FLORA DIVINITA' ROMANA

Flora è conosciuta come Dea della primavera e delle cose in fiore o che attendono di dare frutto, della floricultura, dei giovani, protettrice delle partorienti e delle meretrici.

Era una delle più antiche divinità del pantheon romano, e sovrintendeva alla primavera. Marco Varrone Paci racconta che fu lo stessoTito Tazio, ad introdurrne il culto in città, dedicandole un sacello in Campidoglio.

Il suo nome deriva dal latino Flos, Floris, fiore in italiano, ed era raffigurata come una donna giovane, spesso vestita di abiti estremamente colorati e con una corona di fiori tra i capelli, la sua descrizione è quella di una giovane dal carattere gioioso e ridente, con una spiccata inclinazione per la sensualità ed il piacere. Il suo culto era affidato ad un Flamine Floreale uno dei dodici flamini minori;il suo culto fu sempre molto popolare e le sue festività cadevano tra il 28 di aprile ed il 3 maggio, quando si svolgevano il Ludes Floreales, detti anche Floralia, celebrati con cerimonie sfrenate ed orgiastiche in cui era ammessa ogni lascivia, con profusione di scherzi e bevute. Le più fervide celebranti erano le donne di malaffare, che in questi giorni di libertà vedevano la loro figura imporsi su quella delle matrone che invece celebravano Cerere e che per le loro festività sceglievano il bianco. Per le festività di Flora invece le donne vestivano di vesti multicolori, mentre gli uomini si decoravano il capo con ghirlande di fiori. I primi giorni erano tutti una rappresentazione teatrale, un lungo festeggiare per le strade, un susseguirsi di orge e feste che coinvolgevano tutti.

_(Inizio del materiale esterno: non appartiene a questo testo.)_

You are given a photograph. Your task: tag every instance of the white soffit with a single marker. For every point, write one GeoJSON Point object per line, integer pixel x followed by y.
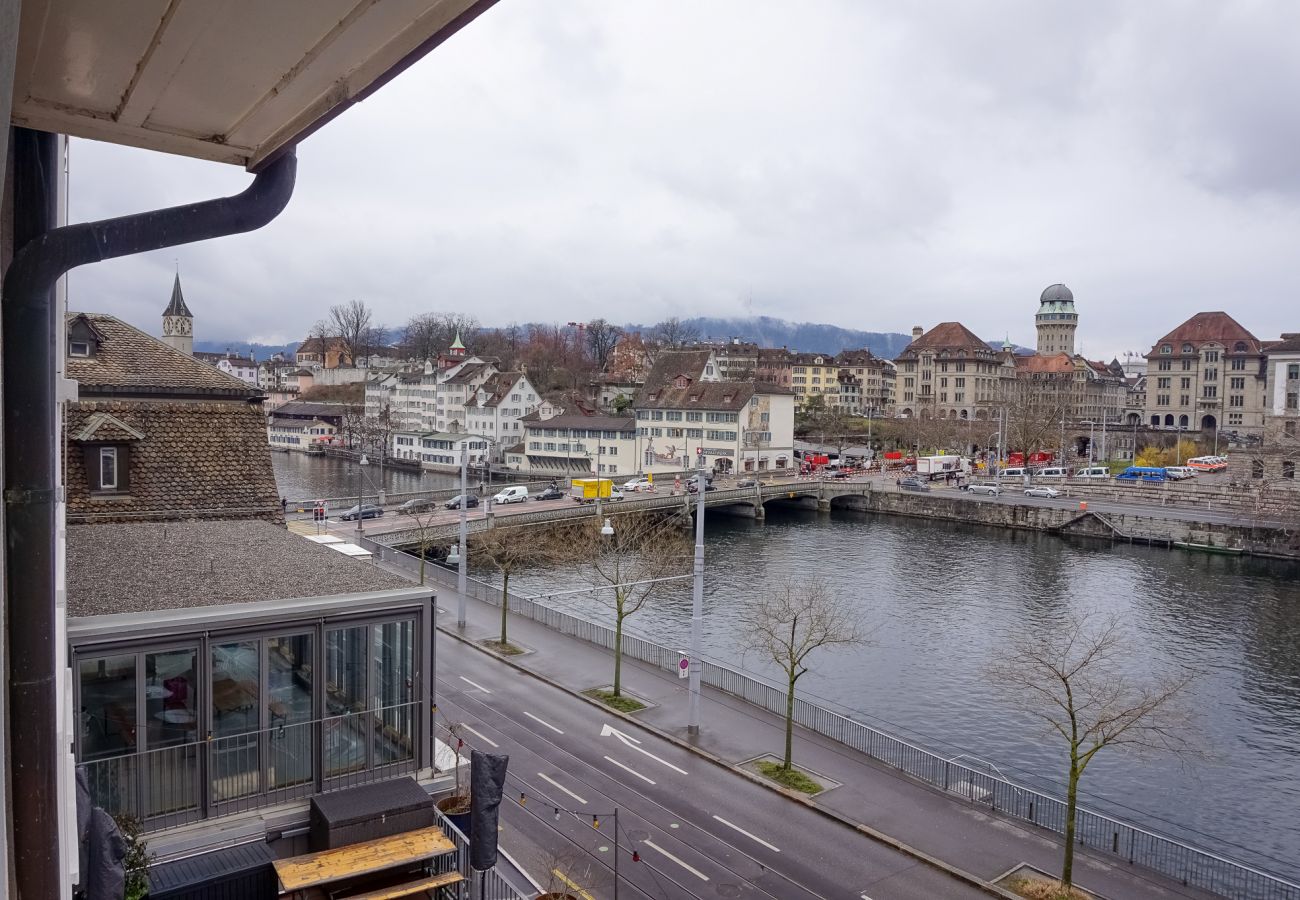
{"type": "Point", "coordinates": [233, 81]}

L’ultimo giorno si celebrava il circo al Circo Massimo, dove si dava la caccia agli animali domestici come capre e lepri, e si spargevano semi in segno propiziatorio.

Il carattere licenzioso dei Floralia, con l'esibizione delle prostitute che si denudano a teatro fra gli schiamazzi del pubblico, indicherebbe nella mentalità politeista romana-italica un legame metafisico tra la sessualità umana e la fertilità vegetale, per cui stimolando l'una attraverso il rituale sacro, si stimolerebbe anche l'altra.

Il suo tempio si trovava presso il Circo Massimo, al di fuori della cerchia sacra, ma era una divinità del popolo e questo ne rafforzava la vicinanza con la plebe.

Vi sono varie descrizioni dell’origine della Dea Flora. Ovidio ne fa una identificazione con la greca CLORI, ninfa e sposa di Zefiro
Oggi son detta Flora, ma ero una volta Clori; nella pronuncia latina fu alterata la forma greca del mio nome.
E, Clori, ero una Ninfa delle Isole Fortunate, ove tu sai che felicemente visse gente fortunata.
È difficile alla mia modestia dire quanta fosse la mia bellezza; essa donò a mia madre per genero un Dio.
Si era di primavera, e io me ne andava errando; mi vide Zèfiro, e io mi allontanai; prese a inseguirmi, e io a fuggire.
Ma fu più forte di me.
Borea, come aveva osato prendersi una donna nella casa di Eretteo, aveva dato al fratello ogni diritto di rapina.
Ma Zefiro fece ammenda della violenza dandomi il nome di sposa; non v'è alcun motivo di lamento nel mio letto coniugale.
Io godo di eterna primavera; l'anno è sempre fulgido di luce, gli alberi son ricchi di fronde la terra rivestita di verzura.”

Mentre Lattanzio sostiene che Flora fosse una meretrice che aveva lasciato il proprio patrimonio in dono al popolo di Roma, il quale, riconoscente, avrebbe istituito i Floralia. In quest’ultimo caso c’è una certa confusione con il mito di Acca Larentia.

Flora fu dunque molto importante a Roma: secondo Plutarco sembra perfino che il nome segreto di Roma fosse proprio il nome della dea. L’ipotesi è avvalorata dalla tesi secondo la quale Firenze, città fondata dai romani nel 59 a.C. portasse il nome di Florentia, che significa “città sotto la protezione di Flora” laddove “sotto la protezione di Flora” sta per “sotto la protezione di Roma”.

Di flora comunque si sa anche al di fuori delle genti romane, presso i Sabini ed i Vestini, presso i Sanniti dove viene menzionata nelle tavole di Agnone.